In recent weeks global fund managers have increased their cash stockpiles to the highest level since November 2001, the scary period right after the 9/11 terror attacks, according to a Bank of America Merrill Lynch survey.

"Investors have a mountain of cash," Michael Hartnett, Bank of America's chief investment strategist, wrote in a report.

The defensive maneuvering is a further sign that some investors are too scared to be stuck holding risky stocks and bonds ahead of potential upcoming shocks. The biggest fear among survey respondents is Brexit, the U.K. referendum on leaving the European Union taking place next week. Rising support in favor of dumping the EU has already begun to cause market turmoil in recent days.

Fund managers' average cash allocation jumped to 5.7% this month, surpassing even the levels during the 2008 Wall Street meltdown or the 2011 U.S. debt ceiling debacle, BofA said. Hartnett noted other "big bear signals" as well, including investors displaying the lowest risk appetite in four years.

Related: Market turmoil: Is there anywhere left to hide?
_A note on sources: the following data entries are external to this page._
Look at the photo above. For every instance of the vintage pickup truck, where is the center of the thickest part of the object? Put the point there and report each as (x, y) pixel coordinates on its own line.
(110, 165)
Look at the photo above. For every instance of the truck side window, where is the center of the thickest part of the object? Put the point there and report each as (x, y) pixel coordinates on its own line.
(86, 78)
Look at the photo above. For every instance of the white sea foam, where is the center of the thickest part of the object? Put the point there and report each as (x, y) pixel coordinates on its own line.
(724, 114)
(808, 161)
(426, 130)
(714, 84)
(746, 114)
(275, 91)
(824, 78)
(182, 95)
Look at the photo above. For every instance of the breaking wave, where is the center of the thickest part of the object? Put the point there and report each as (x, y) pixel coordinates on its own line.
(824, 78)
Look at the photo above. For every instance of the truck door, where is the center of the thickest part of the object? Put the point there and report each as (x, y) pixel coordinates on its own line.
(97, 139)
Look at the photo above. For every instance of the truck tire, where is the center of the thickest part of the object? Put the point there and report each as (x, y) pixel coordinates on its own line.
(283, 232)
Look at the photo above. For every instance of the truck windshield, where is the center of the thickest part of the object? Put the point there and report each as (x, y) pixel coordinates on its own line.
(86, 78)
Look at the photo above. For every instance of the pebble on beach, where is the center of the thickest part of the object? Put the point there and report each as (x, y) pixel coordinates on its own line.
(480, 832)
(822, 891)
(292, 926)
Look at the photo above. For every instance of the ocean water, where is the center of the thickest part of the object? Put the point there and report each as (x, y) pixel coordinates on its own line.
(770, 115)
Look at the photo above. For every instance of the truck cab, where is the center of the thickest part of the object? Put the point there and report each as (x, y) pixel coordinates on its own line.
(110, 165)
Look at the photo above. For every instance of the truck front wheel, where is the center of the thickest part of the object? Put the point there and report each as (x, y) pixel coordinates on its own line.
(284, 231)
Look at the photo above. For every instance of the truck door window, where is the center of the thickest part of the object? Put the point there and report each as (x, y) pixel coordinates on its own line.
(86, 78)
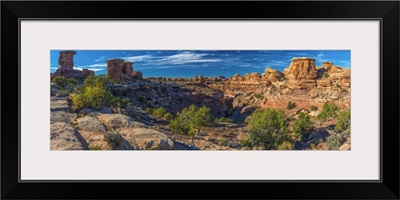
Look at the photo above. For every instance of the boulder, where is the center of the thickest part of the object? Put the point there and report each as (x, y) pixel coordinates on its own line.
(147, 139)
(119, 121)
(272, 75)
(345, 147)
(66, 137)
(90, 124)
(59, 104)
(62, 116)
(301, 73)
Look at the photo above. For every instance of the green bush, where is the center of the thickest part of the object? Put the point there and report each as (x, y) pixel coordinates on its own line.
(268, 128)
(94, 94)
(303, 125)
(95, 81)
(113, 139)
(223, 120)
(333, 143)
(95, 148)
(61, 82)
(286, 145)
(168, 116)
(160, 112)
(343, 121)
(190, 120)
(150, 110)
(328, 111)
(313, 108)
(290, 105)
(72, 82)
(258, 96)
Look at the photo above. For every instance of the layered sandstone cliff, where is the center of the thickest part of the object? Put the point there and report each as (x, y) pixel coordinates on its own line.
(66, 69)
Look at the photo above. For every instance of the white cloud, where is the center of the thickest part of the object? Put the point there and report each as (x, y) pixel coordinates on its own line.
(100, 59)
(96, 65)
(187, 57)
(93, 69)
(137, 58)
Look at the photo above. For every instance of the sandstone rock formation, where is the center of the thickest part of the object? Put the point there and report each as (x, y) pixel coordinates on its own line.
(90, 124)
(119, 70)
(147, 139)
(66, 69)
(66, 59)
(137, 74)
(301, 73)
(66, 137)
(272, 75)
(114, 69)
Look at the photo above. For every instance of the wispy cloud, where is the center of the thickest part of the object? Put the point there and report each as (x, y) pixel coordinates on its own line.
(188, 57)
(93, 69)
(137, 58)
(100, 59)
(96, 65)
(277, 63)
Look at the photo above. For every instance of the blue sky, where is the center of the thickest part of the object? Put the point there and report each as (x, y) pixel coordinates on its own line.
(190, 63)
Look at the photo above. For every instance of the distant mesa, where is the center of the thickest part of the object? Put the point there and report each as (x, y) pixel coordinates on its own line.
(66, 69)
(120, 70)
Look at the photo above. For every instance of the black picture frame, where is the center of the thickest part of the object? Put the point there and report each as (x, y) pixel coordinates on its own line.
(386, 11)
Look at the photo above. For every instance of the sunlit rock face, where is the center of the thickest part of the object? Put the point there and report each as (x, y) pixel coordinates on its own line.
(66, 69)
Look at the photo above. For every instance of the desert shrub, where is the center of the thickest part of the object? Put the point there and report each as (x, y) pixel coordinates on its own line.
(168, 116)
(303, 125)
(93, 97)
(160, 112)
(246, 141)
(93, 94)
(343, 121)
(333, 143)
(313, 108)
(268, 128)
(328, 111)
(258, 96)
(72, 82)
(290, 105)
(286, 145)
(149, 110)
(95, 148)
(61, 82)
(190, 120)
(95, 81)
(223, 120)
(113, 139)
(125, 101)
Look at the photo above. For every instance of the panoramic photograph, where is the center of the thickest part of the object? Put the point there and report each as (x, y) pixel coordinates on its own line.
(200, 100)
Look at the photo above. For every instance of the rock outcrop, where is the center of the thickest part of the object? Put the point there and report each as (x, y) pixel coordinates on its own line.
(147, 139)
(114, 69)
(66, 69)
(137, 74)
(66, 137)
(301, 73)
(272, 75)
(119, 70)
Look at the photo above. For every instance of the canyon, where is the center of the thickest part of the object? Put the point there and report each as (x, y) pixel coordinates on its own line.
(236, 97)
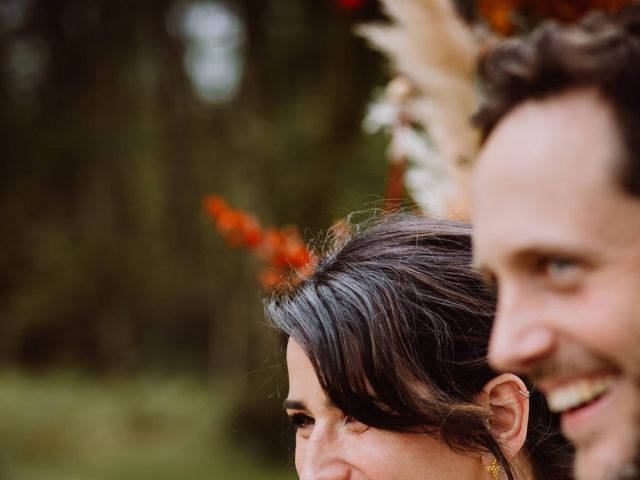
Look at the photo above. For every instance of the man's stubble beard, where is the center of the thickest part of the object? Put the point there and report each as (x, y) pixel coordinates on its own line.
(631, 470)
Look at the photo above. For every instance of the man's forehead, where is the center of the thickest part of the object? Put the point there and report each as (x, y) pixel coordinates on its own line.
(554, 136)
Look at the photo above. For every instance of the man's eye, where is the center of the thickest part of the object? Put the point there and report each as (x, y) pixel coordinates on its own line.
(300, 420)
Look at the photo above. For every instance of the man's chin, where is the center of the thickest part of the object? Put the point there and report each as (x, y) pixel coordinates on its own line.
(601, 468)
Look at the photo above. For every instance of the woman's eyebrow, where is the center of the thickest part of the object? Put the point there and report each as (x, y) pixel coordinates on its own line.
(289, 404)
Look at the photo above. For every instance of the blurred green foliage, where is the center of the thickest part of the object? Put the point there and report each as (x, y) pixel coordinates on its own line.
(117, 117)
(68, 427)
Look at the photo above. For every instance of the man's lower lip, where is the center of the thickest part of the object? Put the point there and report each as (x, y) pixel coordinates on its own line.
(584, 421)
This is hardly the only time lately that investors have showered love on cash. During a recent stretch between July and February, BofA said cash and money market funds were actually the world's most popular asset class, attracting over $200 billion of inflows.

Still, it's a tough time to be sitting in cash. Extremely low interest rates around the world mean money in the bank earns virtually nothing. And when inflation is factored in, cash actually loses value.

The average money market and savings account carries an annual percentage yield of just 0.11%, according to Bankrate.com. Even savvy savers who shop around for better rates aren't fetching much more than 1% from online banks.

But that's better than losing money, which most people think is likely with volatile stocks. It also doesn't help that investors have very few places to hide these days. Government debt is normally viewed as a safe haven, but it's hard to justify buying bonds, when there's nothing much to earn. German bond yields went negative for the first ever this week and the U.S. Treasury yield closed at a four-year low of 1.61%.

It's no wonder that BofA said the percentage of investors who think equity and bond markets are overvalued is the fourth-highest since it began tracking in 2003.

Related: How much will U.S. stocks drop if Brexit happens?

What's more surprising is that fund managers don't think the U.K. will dump the EU next week. Despite the recent flight to cash, two-thirds of investors surveyed think Brexit is either "unlikely" or "not at all likely."

Similarly, fund managers are feeling more bullish about the outlook for global growth and corporate profits. Both measures hit six-month highs in the June survey.

The other good news is that BofA considers high levels of cash a contrarian buy signal for stocks, in part because it leaves investors with lots of cash to put to work.

"Negative summer 'events' could thus quickly become tradable buying opportunities," Hartnett wrote.